The Gift of Casa Marianella

The Gift of Casa Marianella

Truly Taking Care of the “Least of These”

Casa Marianella is Austin’s only homeless shelter dedicated solely to immigrants and refugees. 65% of the shelter’s residents, including children, are asylum seekers, many of whom come from immigration detention.

The shelter cares for an average of 325 individuals annually by providing housing, access to legal and medical resources, food, clothing, and English classes to homeless immigrants. Across two facilities in East Austin residential neighborhoods, the needs of men, women with children, and whole families escaping violence are met. Since opening its doors in 1986, the refugee population has evolved from caring for survivors of the Salvadoran Civil War to helping asylum seekers refugees and other immigrants from more than 40 countries.

My Story with Casa Marianella

I discovered Casa Marianella a few years ago after speaking with UCC members about how I could help refugees living in Austin. When I brought some donations over to the shelter, I met several staff members and a number of the residents. I was astonished to see how every square inch of sleeping and kitchen space is used to accommodate all the refugees.

A large map on the main wall traces the routes the current residents took to arrive in the United States to seek asylum. The residents offered glowing praise for the welcome and care they received at Casa Marianella.

That day, I had the pleasure of meeting Jenifer Long – the saint who runs Casa, with the help of a remarkable staff.  Honestly, I can’t imagine where she gets all her creativity and energy, if not directly from the Divine.

Fast forward to 2016. The UCC Outreach Council was asked to identify where we could best donate funds to the most disenfranchised and most in need in our community. Because of its work with Austin refugees, Casa Marianella emerged as the best recipient. UCC purchased beds for a new house just around the block from the shelter’s original building. Now a bustling house called Casa Salaam that complements Posada Esperanza, this new facility is designed specifically for newly immigrated mothers and their children.

Creating the Space for Success

In 2017, Casa Marianella started a Host Program, one structured around steps that provide very clear guidelines for both the resident and the host:

1) A resident spends three months learning how to get around Austin, how to fill out forms, get their health care and English lessons.
2) After this, the resident can go to a host family’s home for another three months to further integrate into the Austin community.
3) After those three months, the resident can either move to their own housing or return to Casa.

My family has enjoyed having an Eritrean and three Venezuelans stay with us over the last six months, and we are looking forward to hosting more next year. It’s been fun and a huge learning experience for us all, and we’ve discovered the delights of Eritrean and Venezuelan food!
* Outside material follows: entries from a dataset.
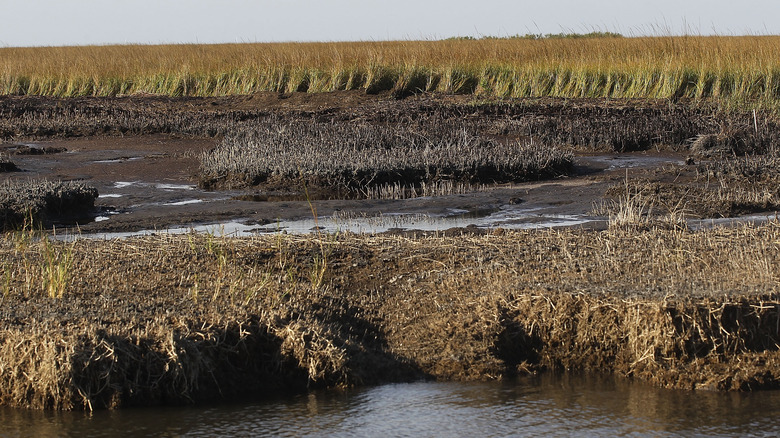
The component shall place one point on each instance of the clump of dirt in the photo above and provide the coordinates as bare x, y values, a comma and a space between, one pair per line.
176, 319
6, 165
351, 160
592, 124
30, 150
40, 202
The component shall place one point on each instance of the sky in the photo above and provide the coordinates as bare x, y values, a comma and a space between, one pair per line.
88, 22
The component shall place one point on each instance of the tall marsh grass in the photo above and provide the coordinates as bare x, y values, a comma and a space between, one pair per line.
734, 69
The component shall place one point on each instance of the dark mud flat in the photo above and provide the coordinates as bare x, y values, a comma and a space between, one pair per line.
142, 152
150, 183
178, 319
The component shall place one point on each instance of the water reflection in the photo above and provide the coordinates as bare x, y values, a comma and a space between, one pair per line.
547, 405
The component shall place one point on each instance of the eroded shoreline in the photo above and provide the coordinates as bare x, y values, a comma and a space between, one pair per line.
181, 318
173, 319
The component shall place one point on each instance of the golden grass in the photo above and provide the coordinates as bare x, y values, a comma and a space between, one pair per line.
736, 69
678, 308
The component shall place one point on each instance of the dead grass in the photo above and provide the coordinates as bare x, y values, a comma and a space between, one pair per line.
172, 319
728, 69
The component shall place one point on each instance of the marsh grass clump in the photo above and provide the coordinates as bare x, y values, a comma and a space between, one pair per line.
671, 306
6, 165
352, 160
41, 202
735, 71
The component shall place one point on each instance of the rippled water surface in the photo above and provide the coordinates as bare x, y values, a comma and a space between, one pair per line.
547, 405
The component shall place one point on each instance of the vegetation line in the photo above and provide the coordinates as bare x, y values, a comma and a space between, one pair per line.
734, 70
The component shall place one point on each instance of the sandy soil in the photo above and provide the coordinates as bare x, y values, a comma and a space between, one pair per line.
147, 180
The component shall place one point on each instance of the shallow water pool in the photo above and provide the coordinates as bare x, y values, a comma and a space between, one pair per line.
547, 405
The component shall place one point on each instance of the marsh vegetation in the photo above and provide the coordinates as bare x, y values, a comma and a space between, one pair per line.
175, 319
732, 70
358, 160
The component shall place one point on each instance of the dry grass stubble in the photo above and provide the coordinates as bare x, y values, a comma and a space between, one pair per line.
172, 319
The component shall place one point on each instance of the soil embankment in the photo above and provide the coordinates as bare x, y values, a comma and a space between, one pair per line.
176, 319
166, 319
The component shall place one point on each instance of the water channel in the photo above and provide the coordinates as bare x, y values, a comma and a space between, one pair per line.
546, 405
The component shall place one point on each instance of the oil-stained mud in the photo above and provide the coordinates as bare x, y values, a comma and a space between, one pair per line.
178, 319
155, 141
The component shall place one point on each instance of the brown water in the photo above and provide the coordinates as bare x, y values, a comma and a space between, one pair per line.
548, 405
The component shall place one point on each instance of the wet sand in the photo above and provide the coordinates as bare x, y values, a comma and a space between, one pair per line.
150, 183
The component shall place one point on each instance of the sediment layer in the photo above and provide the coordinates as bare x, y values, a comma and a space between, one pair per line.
176, 319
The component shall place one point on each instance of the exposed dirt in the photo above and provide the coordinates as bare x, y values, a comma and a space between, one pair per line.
172, 319
142, 153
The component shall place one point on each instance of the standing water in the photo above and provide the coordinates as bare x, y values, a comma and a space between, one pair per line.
547, 405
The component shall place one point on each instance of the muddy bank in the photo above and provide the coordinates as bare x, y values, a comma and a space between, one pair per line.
176, 319
601, 124
143, 155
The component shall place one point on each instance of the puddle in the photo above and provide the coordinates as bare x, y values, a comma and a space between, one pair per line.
627, 161
754, 219
174, 186
160, 186
186, 202
507, 217
123, 184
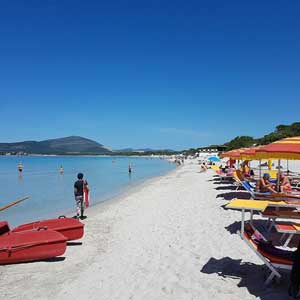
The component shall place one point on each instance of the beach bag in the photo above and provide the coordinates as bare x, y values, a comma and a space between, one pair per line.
294, 287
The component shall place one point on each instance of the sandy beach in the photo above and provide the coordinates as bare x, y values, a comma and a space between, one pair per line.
169, 238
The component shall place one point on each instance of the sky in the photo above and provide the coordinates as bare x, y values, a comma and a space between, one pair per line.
159, 74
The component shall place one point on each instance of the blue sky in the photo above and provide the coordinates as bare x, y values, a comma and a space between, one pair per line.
160, 74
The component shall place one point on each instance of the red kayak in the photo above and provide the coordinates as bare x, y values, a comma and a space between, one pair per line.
71, 228
27, 246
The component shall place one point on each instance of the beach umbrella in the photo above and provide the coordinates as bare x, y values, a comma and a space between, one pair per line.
214, 159
235, 153
288, 148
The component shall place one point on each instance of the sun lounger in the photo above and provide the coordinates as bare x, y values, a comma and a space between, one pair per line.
274, 258
287, 229
223, 176
268, 195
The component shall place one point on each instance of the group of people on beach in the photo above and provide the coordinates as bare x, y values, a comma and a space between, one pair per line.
265, 184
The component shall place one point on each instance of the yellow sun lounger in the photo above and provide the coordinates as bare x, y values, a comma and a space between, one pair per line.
253, 205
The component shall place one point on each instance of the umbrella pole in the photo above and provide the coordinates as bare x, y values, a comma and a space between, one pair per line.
278, 177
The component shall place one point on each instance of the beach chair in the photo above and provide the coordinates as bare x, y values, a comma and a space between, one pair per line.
268, 195
237, 180
274, 258
251, 190
224, 176
287, 229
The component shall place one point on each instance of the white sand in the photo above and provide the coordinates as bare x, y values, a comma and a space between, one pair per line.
164, 240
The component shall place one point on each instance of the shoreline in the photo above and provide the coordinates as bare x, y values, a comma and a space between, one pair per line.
126, 192
168, 238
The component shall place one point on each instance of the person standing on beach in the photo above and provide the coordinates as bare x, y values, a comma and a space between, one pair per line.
20, 168
61, 169
79, 187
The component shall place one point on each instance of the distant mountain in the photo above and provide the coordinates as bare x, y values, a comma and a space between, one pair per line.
66, 145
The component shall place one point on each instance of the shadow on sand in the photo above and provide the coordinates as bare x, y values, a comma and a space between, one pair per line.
74, 244
250, 276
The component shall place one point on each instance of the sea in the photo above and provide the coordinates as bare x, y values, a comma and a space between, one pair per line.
51, 193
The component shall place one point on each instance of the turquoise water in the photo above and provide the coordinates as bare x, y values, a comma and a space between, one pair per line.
51, 193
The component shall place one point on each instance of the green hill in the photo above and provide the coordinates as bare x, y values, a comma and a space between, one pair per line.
66, 145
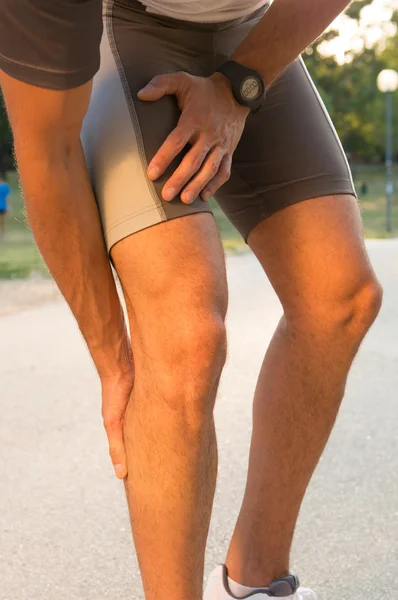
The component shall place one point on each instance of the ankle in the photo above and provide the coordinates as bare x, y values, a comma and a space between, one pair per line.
256, 573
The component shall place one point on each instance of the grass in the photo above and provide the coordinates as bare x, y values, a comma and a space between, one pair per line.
19, 256
373, 204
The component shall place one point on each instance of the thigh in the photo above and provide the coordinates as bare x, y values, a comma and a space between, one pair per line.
174, 281
314, 255
289, 152
120, 133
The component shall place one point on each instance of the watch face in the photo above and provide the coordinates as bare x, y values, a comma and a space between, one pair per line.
251, 88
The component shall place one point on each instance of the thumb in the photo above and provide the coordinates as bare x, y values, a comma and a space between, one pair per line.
114, 432
159, 86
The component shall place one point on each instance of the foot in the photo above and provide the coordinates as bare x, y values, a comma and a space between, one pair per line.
287, 588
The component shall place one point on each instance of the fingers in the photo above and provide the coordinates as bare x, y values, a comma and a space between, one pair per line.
223, 174
213, 170
114, 431
190, 165
173, 145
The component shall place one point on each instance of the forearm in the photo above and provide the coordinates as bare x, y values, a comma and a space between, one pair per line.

I’d like to close with one family’s recent story lifted from the shelter’s website:

Our home for women and children, Posada Esperanza of Casa Marianella, recently helped reunite a family from Congo. The father and his six-year-old daughter came to immigration at the US/Texas border and asked for asylum. At that point, immigration took the child away from the father, put the father in detention, and sent the daughter to an organization in Chicago that serves unaccompanied minors. Three weeks later the mother arrived at the US/Texas border to ask for asylum. She was heavily pregnant. They detained her but just for a few days. They wanted to release her and asked Posada Esperanza of Casa Marianella if we had room to take her. We took her in, and soon learned that she was in extreme mental/emotional pain, as she had no idea where her daughter was.

We started making calls, and two days later we made contact with the organization in Chicago who said they had the child. From there, the organization told us of the documents and photos that the mother must provide in order to prove that she is the mother. Many of the items are things that she had to get by contacting people in Congo to send images. The organization followed up with requests for more documents, clearer images of certain documents, translations into English of the documents, etc. All of this back and forth and waiting on their responses took about two weeks. Meanwhile, the father was released from detention, and we moved the mother and father into Casa Salaam, our house for two-parent immigrant families. During the five weeks that we waited to get the child back, the mother and child were granted two 30-minute phone conversations.

It was essential that the mother had a place to live in order for the Chicago agency to return the child. What would a parent do who didn’t have stable housing or simple access to make all these scans, emails, translation, and calls? It took a lot of logistical navigating, and we are so thankful for our Posada staff who have worked tirelessly over the past 5 weeks to reunite this family.

Finally, the daughter was flown from Chicago to Austin. Mom and Dad were dressed in their Sunday best and filled with anticipation to finally have their daughter back with them. Casa Marianella will continue to provide this family with shelter, food, legal services, and everything they need to heal.

To me, that says it all.  God bless Casa Marianella.